Тимоша бросил на стол еще три рубля. Старикашка брезгливо смел их со стола, будто объедки голой рукой снимал. Не прощаясь и не кланяясь, нахлобучил рваную шапчонку и шастнул за порог.
Иван Исакович, сощурив глаза, молчал. Затем проговорил раздумчиво:
— Перво Костю упреди. А после того не позже завтрашнего утра вместе с Костей беги, Тимофей, за рубеж. Иного пути у тебя нет. А чтоб Кузьма Хватов с тебя сто рублей не взыскал, сожги избу. С погорельца долга ростовщику нет. Да и жена за мужа не ответчица.
«Ах, ловок Иван Исакович», — подумал Тимоша и, обняв друга за плечи, сказал жарко:
— Век тебе этого не забуду, Иван Исакович.
Глава девятая
РОЗЫСК
Решеточный приказчик Овсей Ручьев издали заметил лошадь, запряженную в телегу. На телеге же увидел Овсей домашний скарб да бабу с двумя малолетками. Выехала лошадь из проулка, что упирался в Варварку. Рядом с телегой шагали два дюжих мужика. Светало. Блекли звезды. Повозка тяжело прогрохотала по бревенчатому настилу Варварки и свернула вниз к Москве-реке, скрывшись за беспорядочно стоявшими избами.

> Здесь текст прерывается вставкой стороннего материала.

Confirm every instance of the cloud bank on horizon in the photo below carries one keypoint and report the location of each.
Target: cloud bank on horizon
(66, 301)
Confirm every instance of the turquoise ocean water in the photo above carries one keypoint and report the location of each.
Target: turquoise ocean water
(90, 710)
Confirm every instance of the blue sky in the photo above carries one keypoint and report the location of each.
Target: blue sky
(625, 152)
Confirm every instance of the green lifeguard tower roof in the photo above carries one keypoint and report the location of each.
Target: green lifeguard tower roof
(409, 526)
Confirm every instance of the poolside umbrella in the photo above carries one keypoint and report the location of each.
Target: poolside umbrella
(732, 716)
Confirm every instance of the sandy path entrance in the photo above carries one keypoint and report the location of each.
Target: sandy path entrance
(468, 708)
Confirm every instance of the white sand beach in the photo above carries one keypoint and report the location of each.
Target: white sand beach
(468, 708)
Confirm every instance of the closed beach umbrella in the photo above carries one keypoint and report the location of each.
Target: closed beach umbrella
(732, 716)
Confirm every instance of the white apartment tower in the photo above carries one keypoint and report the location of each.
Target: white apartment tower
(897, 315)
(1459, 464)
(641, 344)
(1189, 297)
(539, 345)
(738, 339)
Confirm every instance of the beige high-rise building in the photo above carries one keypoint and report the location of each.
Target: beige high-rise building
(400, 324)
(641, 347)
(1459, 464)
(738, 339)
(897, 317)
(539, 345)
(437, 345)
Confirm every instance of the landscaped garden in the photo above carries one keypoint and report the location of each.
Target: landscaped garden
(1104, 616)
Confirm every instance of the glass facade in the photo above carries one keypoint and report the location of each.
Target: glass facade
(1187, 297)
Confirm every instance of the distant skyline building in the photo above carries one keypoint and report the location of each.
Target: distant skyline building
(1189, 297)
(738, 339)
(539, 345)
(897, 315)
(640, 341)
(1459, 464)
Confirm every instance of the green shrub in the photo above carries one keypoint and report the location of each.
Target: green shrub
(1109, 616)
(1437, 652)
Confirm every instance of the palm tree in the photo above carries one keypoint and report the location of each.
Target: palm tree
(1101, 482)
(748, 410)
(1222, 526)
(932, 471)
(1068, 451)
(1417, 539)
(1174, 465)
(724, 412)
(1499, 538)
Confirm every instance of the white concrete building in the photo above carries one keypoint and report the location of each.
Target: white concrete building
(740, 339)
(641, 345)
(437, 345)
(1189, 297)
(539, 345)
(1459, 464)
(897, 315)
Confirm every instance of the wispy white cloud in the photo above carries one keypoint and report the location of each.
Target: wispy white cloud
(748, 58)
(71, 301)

«Ни свет ни заря», — подумал Овсей и пошел дальше, негромко постукивая по доске и вполголоса покрикивая: «Слушай!»
Тихо было вокруг и безлюдно. Не будили спящих петухи, не брехали собаки. И только ночные сторожа с разных сторон выкрикивали свое: «Слушай!»
Вдруг Овсей учуял слабый треск и вслед за тем увидел высокий желтый всполох огня, взметнувшийся над одной из изб. Это было столь неожиданно, что он вначале подумал: «Привиделось, что ли?» Но тотчас же над крышей вновь взлетели языки пламени. На этот раз уже два — желтый и красный. Тихо постояли в недвижном воздухе, а потом сплелись друг с другом и метнулись над крышей, будто молодайка в новом сарафане в пляс пошла.
Тут-то Овсей и ударил в доску изо всей мочи и, не помня себя, заорал:
— Караул! Горим!
Что было потом, помнил он плохо. Бежали какие-то люди, неодетые, сонные. Простоволосые бабы в исподних холщовых рубахах передавали по цепочке ведра от двух ближних колодезей. Мужики с баграми метались вокруг горящей избы, как черти в аду возле грешника, норовя покрепче зацепиться крюком да посильнее дернуть. Другие мужики окатывали водой соседние избы, валили заборы, чтобы огонь по доскам не перебежал в соседние дворы.
Когда изба рухнула и огонь лениво заплескался на куче обгорелых бревен и досок, появился объезжий голова Митяй Коростин.
— Кто видел, как изба занялась? — спрашивал Митяй грозно, но видоков не оказывалось: отговаривались тем, что спали и выбежали на пожар после многих других.
Пришлось говорить Овсею, упирая на то, что, если бы не спохватился он, Овсей, выгорела бы вся улица.
Спрошенные Митяем соседи погорельца ответствовали одно и то же: жил-де в избе, что ныне сгорела, Тимошка Демьянов сын Анкудинов, Приказа Новой Четверти подьячий, с женкой своей Наташкой да с двумя малолетками, Ванькой да Глашкой. А отчего изба загорелась, того-де они, соседи, не ведают.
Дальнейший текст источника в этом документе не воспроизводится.